Game Optimization

Started by
12 comments, last by Catherine Lee 8 years ago

?Hey!

?So for the past month in a half I have been working on optimizing it because the FPS was quite low even on my High-Spec PC. I've used a few techniques like occlusion culling but I've had an idea which I couldn't really google because I didn't know how to define it in short words.

?Here is what I thought of doing:

?So when you have an if statement and it checks multiple things, let's say checks if value 1 is equal to 10 and values 2 is equal to 13. So it's checking 2 things and thus it's using more data, not much more but imagine it on hundreds or even thousands of if statements that check for 2 or more things. So what I've thought of is checking only if value 1 is equal to 10 and in it another if statement, so a nested one, checks if value 2 is equal to 13, so it wont look at the nested if statement until value 1 is equal to 10 thus ever so slightly increasing performance. And again this doesn't eat up performance that much but I have a lot of if statements that check for more than 5 things. I'm not sure if anyone does this and I've only been working with computers for 3 years now and didn't know much 'bout them till about a year ago and I wasn't that good at coding so I don't know how much this will increase performance or if it will actually do something with the performance so please tell me your opinion on this.

Thank you for reading :)

PS: I'm sorry for the title being so undescriptive but I didn't want to put "Game Optimization Theory" or something like that because maybe people actually do this and I didn't know about it.

Advertisement

so it wont look at the nested if statement until value 1 is equal to 10 thus ever so slightly increasing performance

The compiler is already doing this.
In a compound if statement, there is no reason to continue checking things if the statement itself is already false.
if ( val1 == 7 && val2 == 13 )
If val1 is not 7, then “val2 == 13” is never executed.
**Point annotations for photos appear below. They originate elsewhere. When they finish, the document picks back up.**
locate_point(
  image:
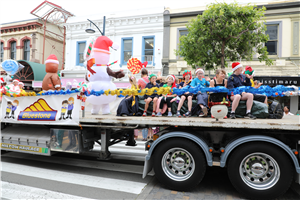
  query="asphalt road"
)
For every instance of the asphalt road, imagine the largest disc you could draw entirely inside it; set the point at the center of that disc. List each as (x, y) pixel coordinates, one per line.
(72, 176)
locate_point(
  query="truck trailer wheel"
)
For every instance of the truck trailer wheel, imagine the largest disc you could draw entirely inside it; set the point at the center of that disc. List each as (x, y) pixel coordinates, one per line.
(179, 164)
(260, 170)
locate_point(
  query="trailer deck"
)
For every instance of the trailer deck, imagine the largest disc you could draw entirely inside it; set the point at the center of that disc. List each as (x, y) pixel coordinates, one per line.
(286, 123)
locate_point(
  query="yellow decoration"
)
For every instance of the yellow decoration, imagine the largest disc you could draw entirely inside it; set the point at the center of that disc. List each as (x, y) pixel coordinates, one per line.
(124, 92)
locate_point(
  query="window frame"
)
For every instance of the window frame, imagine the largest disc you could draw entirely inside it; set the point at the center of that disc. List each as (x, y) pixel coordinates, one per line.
(279, 39)
(15, 50)
(77, 52)
(178, 41)
(1, 51)
(122, 62)
(24, 47)
(143, 49)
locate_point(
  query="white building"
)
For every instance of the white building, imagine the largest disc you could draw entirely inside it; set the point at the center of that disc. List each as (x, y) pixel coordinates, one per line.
(139, 34)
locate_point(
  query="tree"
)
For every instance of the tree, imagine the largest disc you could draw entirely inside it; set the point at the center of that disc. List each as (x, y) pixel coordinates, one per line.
(225, 31)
I couldn't really google because I didn't know how to define it in short words.

Short-circuit evaluation



I don't know how much this will increase performance or if it will actually do something with the performance so please tell me your opinion on this.

It will never make it faster and might make it slower.
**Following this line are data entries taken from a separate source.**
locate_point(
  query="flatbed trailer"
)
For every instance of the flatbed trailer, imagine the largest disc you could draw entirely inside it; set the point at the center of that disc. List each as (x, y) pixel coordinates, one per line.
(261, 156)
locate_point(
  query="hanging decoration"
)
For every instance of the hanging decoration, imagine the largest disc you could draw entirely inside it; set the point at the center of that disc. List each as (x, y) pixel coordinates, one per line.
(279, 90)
If you want to micro-optimize branches, look into branch predication.

And frankly you shouldn’t be doing anything without profiling to see where bottlenecks actually are.

L. Spiro

I restore Nintendo 64 video-game OST’s into HD! https://www.youtube.com/channel/UCCtX_wedtZ5BoyQBXEhnVZw/playlists?view=1&sort=lad&flow=grid

it's not even for performance reasons, but required to make your code work properly e.g.

if(pCamera!=nullptr && pCamera->IsActive()==true)...

you don't want the 2nd statement to be always evaluated, as it would lead to a memory access violation.

Most compilers tend to be fairly smart about things like this. Generally low-level optimizations like this one are easy for the compiler to recognize and it can be more efficient at it because it has all the information it needs. What you should be concentrating on is high-level optimizations where you have information that the compiler doesnt.

As Krypt0n mentioned, it's not about the "optimizer being smart" in this case. It's about the language specification. Short-circuit evaluation is a specifically defined behavior (and I don't know any language that doesn't do it).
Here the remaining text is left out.